Somehow a pretty good cast got roped into this. Danny McBride had worked quite a bit with the director, David Gordon Green, during Pineapple Express and "Eastbound & Down"; James Franco starred in Pineapple Express, so obviously there was already a bond there. For the life of me, I don't know what Natalie Portman and Zooey Deschanel are doing in this, much less Toby Jones and Damien Lewis. It's a very odd mix of actors that I wouldn't have quite imagined for a comedy like this. They all do an admirable job, though some are a bit underused. In fact, most of the movie feels like there should be more going on. And what's there should be funnier.
The script was written by McBride and Ben Best, McBride's co-writer on The Foot Fist Way and co-creator of "Eastboound & Down". They do what they always do and much of it was as-advertised: a fantasy movie filled with cursing and vulgar content. Unfortunately, aside from McBride's usual brash awkwardness, bravado, and irritably foul mouth, much of the movie's attempt at comedy is stagnant. The combination of silly vulgarity and scenes of awkward pauses don't quite mesh. What hilarity there is much too little and too far between.

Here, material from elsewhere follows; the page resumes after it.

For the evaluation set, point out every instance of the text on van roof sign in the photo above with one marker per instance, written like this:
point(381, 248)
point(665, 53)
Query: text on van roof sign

The one area that the movie excels at is the fantasy atmosphere and effects. It pulls off the fantasy film better than most serious fantasy movies; as a comedy and ostensible parody, it really shouldn't be a head above most fantasy fare. And, yet, it does a better job with action, monsters, and effects than movies with higher budgets. That shows a real love for the source material and makes me wish that there was a bit more to the movie to make it more exciting. But a severed penis and some cursing can't quite make that 100 minutes into more than 45 minutes worth of content.
There was easily more room to play with the genre, more jokes to be had, more to be done with the actors and their characters, and generally more entertainment to be mined out of the concept, but the movie just missed it, settling for cute or occassionally amusing when it could have fought harder to be truly funny. A missed opportunity if I've ever seen one.